Arts visuels – Sophie Jodoin @ Battat Contemporary : violente poésie
J’ai découvert le travail de Sophie Jodoin très récemment à la foire Papier 15. De ses compositions dessinées, aux lignes épurées, ambigües, et subtiles, émanaient à la fois une force et un silence qui tranchaient avec l’effervescence du lieu.
Intriguée par le mystère entourant ses fragments d’objets et ses formes floues, je suis partie à la découverte de sa toute dernière exposition, une certaine instabilité émotionnelle, à la galerie Battat Contemporary.
De prime abord, l’instabilité est de nature physique: le blanc et le vide de l’espace sont saisissants et presque angoissants.
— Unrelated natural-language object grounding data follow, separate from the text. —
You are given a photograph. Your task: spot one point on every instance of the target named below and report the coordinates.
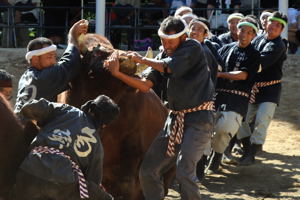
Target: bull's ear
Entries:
(87, 106)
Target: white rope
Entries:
(181, 9)
(39, 52)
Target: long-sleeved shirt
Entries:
(272, 56)
(49, 82)
(72, 132)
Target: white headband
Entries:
(235, 16)
(189, 15)
(264, 14)
(39, 52)
(209, 34)
(181, 9)
(173, 36)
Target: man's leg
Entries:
(154, 165)
(194, 142)
(264, 116)
(245, 131)
(226, 127)
(27, 187)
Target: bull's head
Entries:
(96, 48)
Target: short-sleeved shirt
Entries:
(189, 84)
(72, 132)
(214, 47)
(237, 59)
(272, 56)
(49, 82)
(226, 38)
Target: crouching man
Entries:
(66, 157)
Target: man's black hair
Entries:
(281, 16)
(172, 24)
(251, 19)
(5, 76)
(200, 19)
(205, 21)
(38, 43)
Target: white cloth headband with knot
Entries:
(181, 9)
(173, 36)
(39, 52)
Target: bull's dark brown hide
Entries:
(127, 139)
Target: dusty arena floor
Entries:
(276, 174)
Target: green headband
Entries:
(277, 19)
(248, 24)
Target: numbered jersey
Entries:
(49, 82)
(72, 132)
(233, 95)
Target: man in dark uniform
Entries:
(45, 78)
(234, 87)
(231, 35)
(67, 154)
(188, 127)
(6, 84)
(199, 31)
(267, 87)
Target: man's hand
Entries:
(135, 57)
(76, 30)
(113, 64)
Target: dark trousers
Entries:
(29, 187)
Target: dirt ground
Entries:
(276, 174)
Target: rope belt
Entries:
(237, 92)
(82, 183)
(257, 85)
(177, 129)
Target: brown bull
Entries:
(127, 139)
(13, 147)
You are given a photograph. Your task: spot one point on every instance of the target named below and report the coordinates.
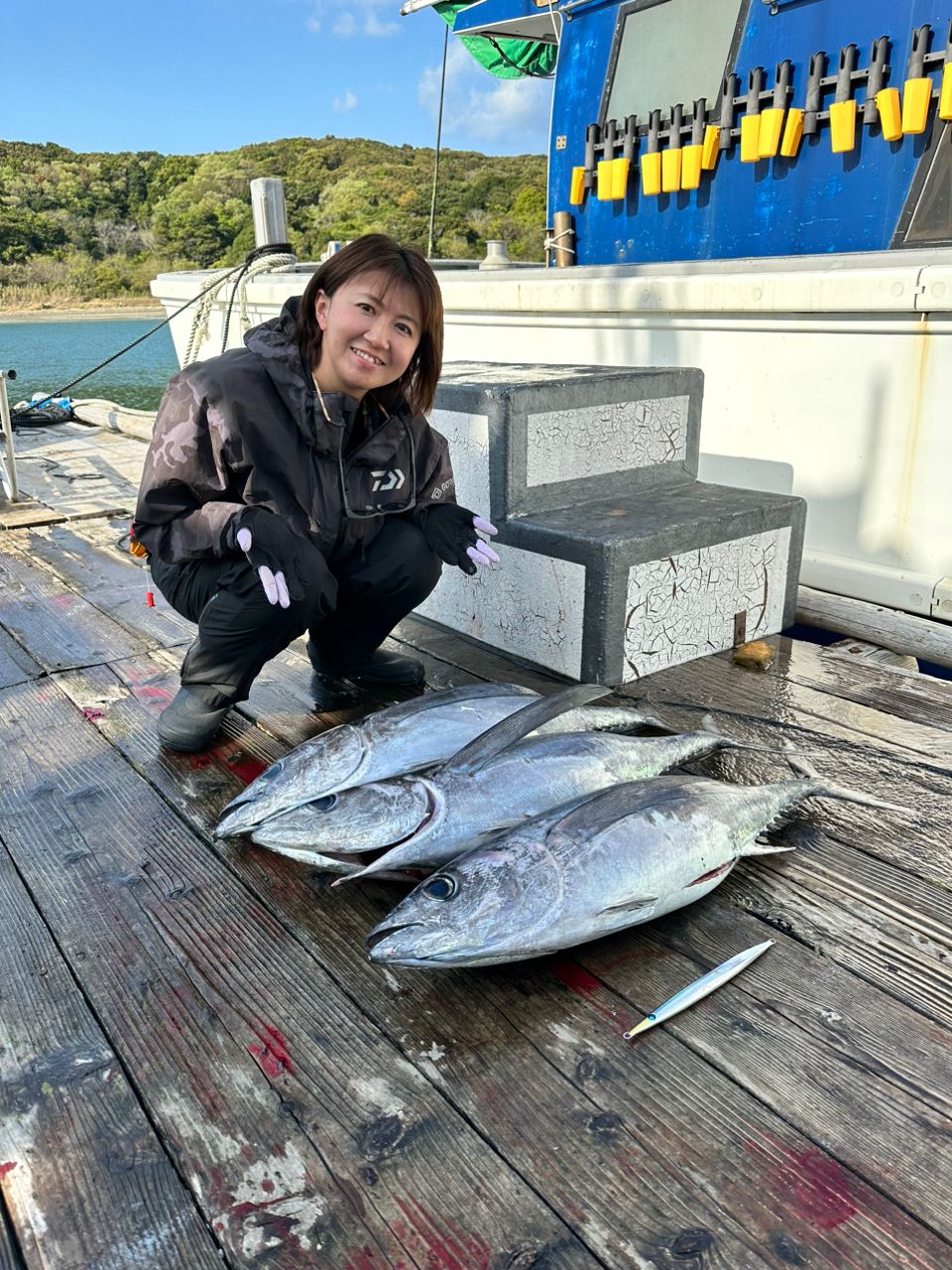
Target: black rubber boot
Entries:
(381, 667)
(190, 721)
Les murs sont inhabituellement nus, et il faudra se pencher et zigzaguer entre les trois longues paillasses de laboratoire pour apprécier les créations de l’artiste, feuilles volantes méticuleusement alignées à équidistance. En fond, la rythmique incessante d’un projecteur de diapositives résonne contre les pans de béton. L’ambiance est chirurgicale.
D’abord attirée par les tables, j’entame une première ronde rapide, et identifie ce qui semble être une série de photos d’objets et de lieux, sans vraiment saisir le lien qui les unit, mais en admettant une certaine unité graphique.
Sur ma faim, je pars alors chercher une piste de lecture du côté de la composante sonore. Sur le mur porteur, sont projetées une suite de questions qui évoquent la trame d’un interrogatoire médical. Elles me renvoient à un certain malaise physique et émotionnel, plus ou moins ressenti à différentes périodes de ma vie… « Bras croisés, mâchoires serrées, respiration coupée » sont autant de symptômes habituels qui me font prendre conscience de la difficulté visiblement universelle à habiter pleinement son corps et son esprit dans l’instant présent.
Enrichie de cet élément, j’amorce une seconde lecture des supports papier. De nouveaux détails accrochent mon regard, et je me rends compte qu’il s’agit en réalité de dessins, réalisés avec une minutie extrême, presque névrotique.
Les formes et objets se transforment alors en armes de destruction douce. Se révèlent à moi un pavé assommeur, un bracelet étrangleur, une lame de rasoir aiguisée, une seringue dangereusement pointue, une poudre overdosante, une échographie vide, une tache de sang noir, et même des fantômes en filigrane…
Est-ce mon imagination?
Au fur et à mesure de mon cheminement entre ces pièces à conviction éthérées, je reconstitue une histoire. Mon oreille se tend, mes pupilles se dilatent, et à travers le code morse, les fragments de fusain, et la poussière d’étoiles, je perçois une femme seule, perdue, qui revient de nulle part pour me chuchoter doucement son mal-être.
Par la magie de la création artistique, une ressource émotionnelle insoupçonnée ressurgit en moi, et quelque chose de beau se dessine, comme un poème qui célèbrerait la beauté et la violence du déséquilibre humain.
une certaine instabilité émotionnelle, Sophie Jodoin, du 16 avril au 6 juin 2015, à la galerie Battat Contemporary – Entrée libre.